Amy Motherwell, who has a current change.org petition, said it was vitals that new laws were put in place.
“As balloon releases are becoming more and more prevalent in celebrations, memorials and at charity events, it is imperative now that laws be made, nationwide, to put an end to the deliberate littering of our environment and the needless threat to our wildlife. I believe that this new petition is the way to move forward in making this a reality,” Ms Motherwell said.
Lisa Hills meanwhile runs the Boycott Balloon Fremantle Facebook page in Western Australia where some progress has been made with both the Fremantle and Cottesloe councils creating by-laws stating that balloons will not be permitted at any of their events or any events approved by them.
“The balloon industry markets balloons as being biodegradable, but this obviously takes time with some experts claiming it can take as long as four years for a balloon to degrade,” Ms Joynes said. “The evidence of this slow degradation rate can be seen in the many burst, whole or remnant balloons constantly being collected in beach clean-ups.”

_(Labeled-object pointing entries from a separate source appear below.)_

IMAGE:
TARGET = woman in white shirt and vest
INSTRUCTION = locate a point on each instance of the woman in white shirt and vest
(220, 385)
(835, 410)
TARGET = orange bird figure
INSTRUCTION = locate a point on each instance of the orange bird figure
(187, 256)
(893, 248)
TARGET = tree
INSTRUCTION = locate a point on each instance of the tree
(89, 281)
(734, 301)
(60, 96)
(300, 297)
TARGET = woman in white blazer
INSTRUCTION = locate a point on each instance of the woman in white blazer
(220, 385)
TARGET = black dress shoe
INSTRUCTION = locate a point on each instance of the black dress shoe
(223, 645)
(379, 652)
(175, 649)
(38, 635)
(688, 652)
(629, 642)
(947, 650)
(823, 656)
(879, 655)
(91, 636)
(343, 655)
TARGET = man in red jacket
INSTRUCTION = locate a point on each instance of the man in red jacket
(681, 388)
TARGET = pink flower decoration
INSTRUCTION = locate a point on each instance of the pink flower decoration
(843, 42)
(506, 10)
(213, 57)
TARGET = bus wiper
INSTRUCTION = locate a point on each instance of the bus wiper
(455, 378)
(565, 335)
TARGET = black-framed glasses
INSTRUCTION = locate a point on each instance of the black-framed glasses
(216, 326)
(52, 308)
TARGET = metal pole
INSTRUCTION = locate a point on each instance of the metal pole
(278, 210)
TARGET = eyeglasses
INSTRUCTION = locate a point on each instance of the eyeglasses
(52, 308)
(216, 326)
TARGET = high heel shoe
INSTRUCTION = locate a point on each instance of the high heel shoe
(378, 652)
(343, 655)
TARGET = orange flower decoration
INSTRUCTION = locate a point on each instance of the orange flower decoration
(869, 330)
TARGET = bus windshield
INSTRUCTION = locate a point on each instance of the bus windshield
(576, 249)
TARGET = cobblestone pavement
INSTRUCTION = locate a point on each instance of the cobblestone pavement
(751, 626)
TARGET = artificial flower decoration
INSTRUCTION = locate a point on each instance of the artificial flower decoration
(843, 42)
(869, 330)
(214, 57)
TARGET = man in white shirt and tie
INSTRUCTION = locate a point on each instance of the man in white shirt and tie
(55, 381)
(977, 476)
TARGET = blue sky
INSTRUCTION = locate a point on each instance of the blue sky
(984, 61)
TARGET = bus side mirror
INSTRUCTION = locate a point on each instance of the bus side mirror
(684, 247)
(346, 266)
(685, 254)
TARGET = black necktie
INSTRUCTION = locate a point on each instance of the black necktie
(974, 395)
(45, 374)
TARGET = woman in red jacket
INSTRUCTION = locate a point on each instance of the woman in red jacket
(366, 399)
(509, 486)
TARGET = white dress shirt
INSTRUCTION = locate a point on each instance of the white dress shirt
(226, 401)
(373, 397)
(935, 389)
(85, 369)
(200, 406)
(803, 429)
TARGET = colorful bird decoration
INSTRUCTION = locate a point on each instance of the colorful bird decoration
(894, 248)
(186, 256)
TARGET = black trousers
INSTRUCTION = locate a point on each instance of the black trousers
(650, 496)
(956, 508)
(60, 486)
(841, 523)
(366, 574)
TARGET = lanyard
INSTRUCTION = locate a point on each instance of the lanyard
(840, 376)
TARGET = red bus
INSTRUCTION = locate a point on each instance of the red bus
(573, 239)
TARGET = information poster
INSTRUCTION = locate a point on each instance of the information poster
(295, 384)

And helium filled balloons are too easily accidentally released, according to the women.
“I was told by one person she lost a helium filled balloon when she opened the car door. Just one balloon will result in litter, somewhere, and poses a threat to wildlife wherever that is,” she said. “Balloons can travel very long distances on atmospheric and/or ocean currents, so it doesn’t matter where balloons are released.”
A requirement of the petition to Parliament is that it has to be of the old fashioned variety, on paper, with original signatures. Signatures are being collected from now until October and petition signature sheets can be accessed through the No Balloon Release Australia or Boycott Balloons Fremantle Facebook sites.
Also keep an eye out for Karen Joynes and fellow balloon activist Peter West out and about with the petition in the Eurobodalla and Bega Valley areas over the next few weeks.
“The balloon lobby states proudly that they break down as quickly as an oak leaf. How long does an oak leaf take to break down? How long does it take a seabird, constantly searching for food to find one and eat it?” Mr West said after finding the North Melbourne balloons last month.
“When these balloons are let go, most go high in the air and usually burst. When they burst, they form a shape resembling a squid, fall in the ocean and are eaten either by seabirds or fish. They cannot be digested and the bird or fish dies a slow death.”
He also encouraged everyone to check out www.balloonsblow.org and to think twice before using or supporting events that use helium filled balloons, biodegradable or not.